On the media owner side, dark side, partner or publisher side you are there for one reason. Everyone knows you are there to talk about your brand and your proposition, the challenge for us is that we have to do a good job of that, since that is all you have to do. As an agency executive I would expect sales people to know their product inside out, ideally know what’s happening in my business and with my clients and deliver a clear and persuasive argument as to why I should spend money with you. The clarity of that purpose is quite liberating. I was in a meeting with a large global client and for me the first thing was that the relationship of our two brands was a no brainer – our audiences complimented each other perfectly. That is something as a publisher, if you have that you should be confident of it, how you then connect the two brands is just a collaboration using all the assets we have available to a brand.

2. Pace of work generates energy

I expected the pace to be different for sure, agency life runs on a different, longer term timetable, different objectives and I expected to find that on the sales side, but there is a stark difference. Of course things are shorter term, but pleasingly mixed with longer term strategies running in parallel. On top of the pace of things though comes the energy which is generated – the communication is fast and frequent, the team support each other and there is a great energy, again connected with clarity of purpose. I think that is something that 20K minutes in, I am enjoying the most. The team has great energy and I love seeing them getting behind each other, both in country and across countries.

The time in CES which I was lucky enough to enjoy with some of my European band members and some of the US as well was a joy in terms of spending time with people who are all excited and pulling for each other. The Spotify space in Vegas was real quality and I felt proud to be part of the company and especially when combined with the great people I met who all welcomed me in. I am going to spend the next week with them in NY as well, which I am thoroughly looking forward to.

3. Numbers

Yes. Numbers are everywhere, this is a company built on understanding our business regardless of your level, sounds obvious? Well I think sales people who move to agencies may be surprised how relatively cosseted the equivalent levels in agency are from the business metrics behind what they do. At a certain level of course there is more exposure but there is so much to make sure you are on top of in a shorter term revenue business to make sure that targets are met than you would find in agency. At a large Google conference that I go to every year they split it into buy and sell side. This year it fell right on the change in my role and so I asked if I could swap and join the sales side tracks even though I was invited as buyside. It was interesting to me that on the buyside everything focused on what could we target, how could we use the data more, how can we join up channels etc. On the buyside it was far more commercial. How do we drive revenue for our valuable and scarce quality audience?
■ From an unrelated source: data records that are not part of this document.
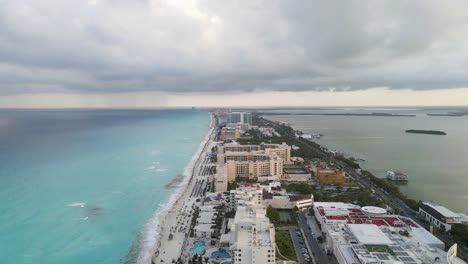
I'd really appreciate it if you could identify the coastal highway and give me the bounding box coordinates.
[332,157,418,218]
[260,116,468,259]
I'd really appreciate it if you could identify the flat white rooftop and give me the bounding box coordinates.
[423,201,461,218]
[348,224,393,245]
[194,223,214,232]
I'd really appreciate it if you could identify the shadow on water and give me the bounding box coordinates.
[164,174,184,189]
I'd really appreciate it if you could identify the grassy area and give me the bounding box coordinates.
[283,182,315,194]
[275,230,297,261]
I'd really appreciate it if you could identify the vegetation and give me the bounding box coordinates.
[266,205,280,225]
[188,207,200,237]
[405,129,446,135]
[317,187,384,207]
[275,230,297,261]
[227,181,238,191]
[335,155,360,169]
[449,224,468,247]
[256,115,419,210]
[283,183,315,194]
[362,170,419,211]
[252,116,326,160]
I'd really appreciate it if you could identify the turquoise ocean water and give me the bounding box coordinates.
[0,109,209,264]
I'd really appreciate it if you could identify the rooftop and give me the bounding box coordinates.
[348,224,393,245]
[422,201,463,218]
[313,202,465,264]
[315,202,417,228]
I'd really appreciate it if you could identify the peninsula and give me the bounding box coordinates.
[405,129,446,135]
[148,110,467,264]
[258,112,416,117]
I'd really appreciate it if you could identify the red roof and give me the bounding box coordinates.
[316,206,417,228]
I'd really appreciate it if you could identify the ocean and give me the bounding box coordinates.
[265,107,468,214]
[0,109,209,264]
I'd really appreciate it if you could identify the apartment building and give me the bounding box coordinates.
[226,187,276,264]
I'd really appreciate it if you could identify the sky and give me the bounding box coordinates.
[1,0,468,108]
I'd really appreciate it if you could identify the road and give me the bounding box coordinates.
[260,116,468,259]
[289,227,311,264]
[297,211,328,264]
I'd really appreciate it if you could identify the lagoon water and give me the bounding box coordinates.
[0,109,209,264]
[266,107,468,214]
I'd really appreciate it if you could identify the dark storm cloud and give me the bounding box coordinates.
[1,0,468,95]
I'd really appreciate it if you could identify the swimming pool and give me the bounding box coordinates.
[190,241,207,255]
[210,248,231,259]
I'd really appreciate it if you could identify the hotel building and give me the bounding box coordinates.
[418,201,468,232]
[313,202,466,264]
[217,142,291,182]
[225,186,276,264]
[221,127,241,140]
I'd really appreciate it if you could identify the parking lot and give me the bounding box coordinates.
[288,226,312,263]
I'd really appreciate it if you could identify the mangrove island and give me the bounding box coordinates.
[405,129,446,135]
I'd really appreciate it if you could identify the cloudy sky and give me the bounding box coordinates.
[1,0,468,108]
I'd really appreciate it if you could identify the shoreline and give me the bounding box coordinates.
[136,112,215,264]
[265,115,467,214]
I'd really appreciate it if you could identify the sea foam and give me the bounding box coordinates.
[67,202,86,208]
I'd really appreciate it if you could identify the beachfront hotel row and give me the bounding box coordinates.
[177,111,467,264]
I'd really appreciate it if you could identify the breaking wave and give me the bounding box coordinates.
[133,114,214,264]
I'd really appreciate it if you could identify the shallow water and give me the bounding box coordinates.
[0,109,209,264]
[267,107,468,214]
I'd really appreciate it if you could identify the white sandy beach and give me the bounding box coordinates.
[144,113,216,264]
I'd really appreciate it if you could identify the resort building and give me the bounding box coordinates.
[194,224,214,238]
[263,193,313,210]
[226,185,264,212]
[221,126,241,140]
[216,142,291,182]
[257,127,279,137]
[227,112,252,125]
[313,202,466,264]
[418,201,468,231]
[315,167,346,185]
[262,143,291,163]
[214,164,228,192]
[223,143,261,153]
[225,186,276,264]
[226,155,283,182]
[220,142,291,163]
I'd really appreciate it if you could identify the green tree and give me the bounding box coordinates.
[266,205,280,225]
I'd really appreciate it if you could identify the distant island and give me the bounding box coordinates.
[259,112,416,117]
[405,129,446,135]
[427,110,468,117]
[427,113,465,117]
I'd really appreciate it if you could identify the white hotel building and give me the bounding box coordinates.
[224,186,276,264]
[313,202,466,264]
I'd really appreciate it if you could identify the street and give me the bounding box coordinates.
[297,211,328,264]
[289,226,311,264]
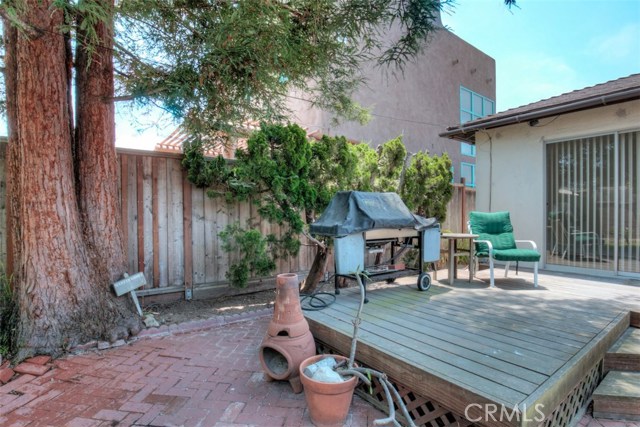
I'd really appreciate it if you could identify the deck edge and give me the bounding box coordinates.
[519,310,630,427]
[307,318,520,427]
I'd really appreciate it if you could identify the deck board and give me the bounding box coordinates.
[329,298,546,389]
[330,294,554,382]
[308,308,530,405]
[304,269,640,426]
[371,287,578,358]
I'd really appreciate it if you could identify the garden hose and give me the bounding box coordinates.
[300,292,336,311]
[300,275,338,310]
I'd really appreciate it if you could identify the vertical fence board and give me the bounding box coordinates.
[224,200,240,281]
[142,157,154,287]
[152,158,160,288]
[126,157,138,274]
[167,159,184,286]
[191,186,206,285]
[274,222,287,274]
[183,170,193,293]
[120,155,129,269]
[204,192,217,283]
[238,199,251,229]
[136,157,144,273]
[156,158,169,287]
[216,201,231,282]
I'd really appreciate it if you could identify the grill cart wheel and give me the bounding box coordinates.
[417,273,431,291]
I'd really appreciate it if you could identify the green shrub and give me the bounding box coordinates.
[219,223,276,288]
[0,270,17,358]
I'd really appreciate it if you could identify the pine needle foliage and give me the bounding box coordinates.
[0,0,517,128]
[113,0,448,136]
[401,151,453,221]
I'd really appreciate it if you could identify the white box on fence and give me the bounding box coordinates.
[334,233,365,275]
[422,225,441,263]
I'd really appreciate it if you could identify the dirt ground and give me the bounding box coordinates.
[143,279,344,326]
[144,288,278,325]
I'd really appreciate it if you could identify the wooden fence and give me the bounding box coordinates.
[117,149,316,300]
[0,143,474,300]
[441,182,476,234]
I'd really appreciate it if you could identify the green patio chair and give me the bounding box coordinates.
[468,211,540,288]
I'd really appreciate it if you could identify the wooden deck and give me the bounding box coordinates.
[304,269,640,427]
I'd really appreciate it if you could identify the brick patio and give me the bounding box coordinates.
[0,314,385,427]
[0,311,638,427]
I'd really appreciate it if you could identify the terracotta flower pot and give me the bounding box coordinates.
[300,355,358,427]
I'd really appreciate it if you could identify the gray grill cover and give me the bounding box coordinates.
[310,191,437,237]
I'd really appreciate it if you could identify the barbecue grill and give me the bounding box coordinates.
[310,191,440,302]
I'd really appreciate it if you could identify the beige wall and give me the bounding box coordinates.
[288,27,495,183]
[474,99,640,267]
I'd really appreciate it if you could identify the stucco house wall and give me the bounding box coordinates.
[474,99,640,268]
[288,27,495,183]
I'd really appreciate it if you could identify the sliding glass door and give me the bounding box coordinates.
[546,130,639,274]
[618,131,640,273]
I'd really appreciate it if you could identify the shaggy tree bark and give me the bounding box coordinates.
[75,0,128,282]
[4,1,141,359]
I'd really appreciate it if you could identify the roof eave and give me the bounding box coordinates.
[440,87,640,142]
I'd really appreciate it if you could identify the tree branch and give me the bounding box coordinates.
[0,8,44,39]
[303,231,326,250]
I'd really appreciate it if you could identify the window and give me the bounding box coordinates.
[460,87,494,123]
[460,162,475,187]
[450,166,454,184]
[461,142,476,157]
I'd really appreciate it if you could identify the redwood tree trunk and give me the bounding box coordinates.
[5,1,140,359]
[75,0,128,282]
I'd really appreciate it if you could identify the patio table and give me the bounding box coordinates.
[441,233,478,285]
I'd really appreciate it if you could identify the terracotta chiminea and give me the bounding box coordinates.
[259,273,315,393]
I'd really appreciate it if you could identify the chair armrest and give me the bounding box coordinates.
[515,240,538,251]
[474,239,493,256]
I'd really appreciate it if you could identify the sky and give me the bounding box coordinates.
[440,0,640,112]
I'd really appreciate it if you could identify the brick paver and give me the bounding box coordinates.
[1,313,636,427]
[0,315,386,426]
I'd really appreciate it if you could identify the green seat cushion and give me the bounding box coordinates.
[470,211,540,262]
[492,248,541,262]
[469,211,516,254]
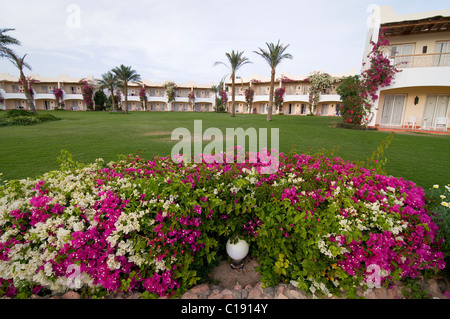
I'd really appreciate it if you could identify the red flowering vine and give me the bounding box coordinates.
[79,79,95,110]
[52,88,64,108]
[244,87,254,112]
[338,32,401,127]
[274,87,285,113]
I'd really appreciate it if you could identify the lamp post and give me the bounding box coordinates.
[226,238,249,270]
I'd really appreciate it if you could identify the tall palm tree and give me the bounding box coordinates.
[214,50,251,117]
[254,40,293,121]
[7,52,37,114]
[111,64,141,114]
[97,71,119,111]
[0,28,20,58]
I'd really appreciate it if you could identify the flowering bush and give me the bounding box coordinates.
[219,90,228,107]
[244,88,254,112]
[338,33,402,127]
[0,150,445,299]
[139,88,147,110]
[52,88,64,109]
[307,71,335,115]
[163,81,177,104]
[79,79,95,111]
[274,87,285,113]
[426,184,450,278]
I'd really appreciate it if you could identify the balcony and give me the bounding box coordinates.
[392,52,450,68]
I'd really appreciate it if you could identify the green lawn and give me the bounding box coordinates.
[0,110,449,189]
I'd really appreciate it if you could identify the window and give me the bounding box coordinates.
[390,43,414,67]
[434,41,450,66]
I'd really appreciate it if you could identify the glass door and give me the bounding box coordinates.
[381,94,405,126]
[422,95,450,128]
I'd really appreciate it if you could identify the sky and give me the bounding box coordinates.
[0,0,449,85]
So you want to join the dark side? Well I am afraid I think it will depend on who and when you join. I wrote down the kind of company I wanted to join, and Spotify came top and I was lucky enough to get in the door. I feel comfortable in this environment because I can be passionate about a brand that is in the hand of the most sort after audiences for 2+hrs a day. I feel passionate about a brand that people love and that makes my job so much easier. The clarity of purpose suits me, the brand suits me, and the team is great so it works, albeit 20K minutes in! Agencies provide a powerful view of the landscape, you get to see everything, that variety is intoxicating so if you move to media owner side I would suggest go somewhere you care about and has a great offering, that more than makes up for the slightly more focused narrative. That said, I have enjoyed meeting some of the agency contacts I have been mates with for 20 years, that gives a whole new perspective on  things. I look forward to working with all those agency friends, I just happen to be sitting on the other side of the desk.